On behalf of Bebout, Potere, Cox & Bennion, P.C. posted in estate planning on Monday, February 13, 2017.
Many people who have heard about the estate tax, also known as the death tax, are worried about how to protect their assets. As estate taxes could wind up compromising up to 50 percent of the value of people’s estates if left unchecked, it is critically important to seek estate planning guidance from an experienced attorney if your estate is significant enough to be affected by this tax after you have passed away.
While most people think about their assets when it comes to the value of their home, cars, and investment portfolios, people who run their own business have an entirely separate issue to worry about when it comes to the estate tax. Without careful planning in the years leading up to the owner’s death, the family-owned business could fall victim to the estate tax as well.
The American Dream?
People who think about the “American Dream” often think about a family working hard to build up a small business that is used to support themselves and their children while providing for their community. This version of the American dream is alive and well as reflected by the number of people who either run their own business or who are employed by one of these businesses.
Many of these businesses are passed down from generation to generation; however, the businesses often take a large hit as they are passed down through the generations thanks to the estate tax. Anyone running their own business should think about how their business will be passed down as soon as they open.
What are the Goals of the Business?
The first step is deciding whether or not the person who just opened their business desires to keep their business in the family or sell it when they retire. If they do desire to keep it in the family, they need to decide whether or not they are going to sell the business to their heirs or simply perform a transfer of ownership.
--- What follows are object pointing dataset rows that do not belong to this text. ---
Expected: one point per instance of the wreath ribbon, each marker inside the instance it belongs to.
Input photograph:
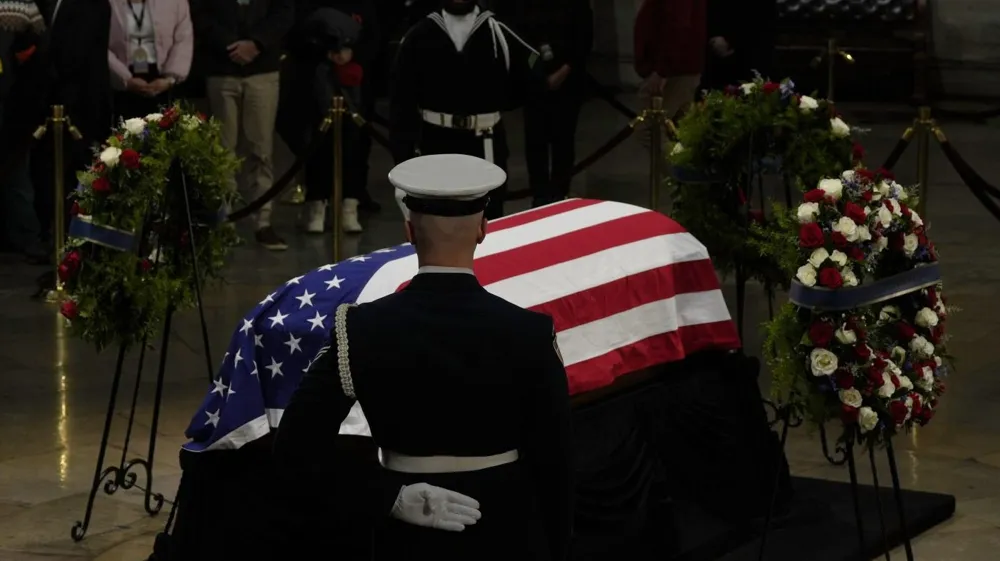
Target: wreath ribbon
(818, 298)
(84, 228)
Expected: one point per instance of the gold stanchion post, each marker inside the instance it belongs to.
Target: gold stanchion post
(337, 110)
(59, 123)
(654, 120)
(924, 126)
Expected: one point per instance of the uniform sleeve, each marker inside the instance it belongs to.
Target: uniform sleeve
(547, 442)
(404, 111)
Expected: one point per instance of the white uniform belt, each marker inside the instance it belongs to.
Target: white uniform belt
(443, 464)
(478, 123)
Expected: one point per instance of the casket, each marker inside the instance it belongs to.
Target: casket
(650, 352)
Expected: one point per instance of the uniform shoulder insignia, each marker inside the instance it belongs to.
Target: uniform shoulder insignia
(555, 345)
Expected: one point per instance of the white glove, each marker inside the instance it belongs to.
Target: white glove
(433, 507)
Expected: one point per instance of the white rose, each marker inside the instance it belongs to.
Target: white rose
(839, 257)
(864, 234)
(905, 383)
(922, 346)
(109, 156)
(822, 362)
(819, 256)
(881, 243)
(839, 128)
(867, 419)
(884, 216)
(833, 188)
(910, 244)
(190, 122)
(889, 313)
(846, 336)
(806, 275)
(927, 318)
(135, 126)
(848, 276)
(851, 397)
(888, 388)
(807, 212)
(847, 227)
A third option that isn’t often considered is to give the intended heirs the choice as to whether or not to sell the business once it reaches their hands. Some children do not have the skills or desire to maneuver a family business and might desire to take this route instead.
Careful Planning is the Answer
Clearly, there are numerous options on the table and each has their pros and cons. This is where an experienced business or estate planning attorney can help. They can work with the current business owners and the intended heirs to make sure that everyone is on the same page regarding what to do with the business. Then, they can decide how best to position the business in the estate plan to make those goals happen.
Along the way, the estate planning attorney is going to ensure that the business is valued properly, that all documentation is in order, and that all potential tax issues are taken care of. Anyone with a family-owned business may benefit from contacting an experienced estate planning attorney for assistance in regards to this critical matter.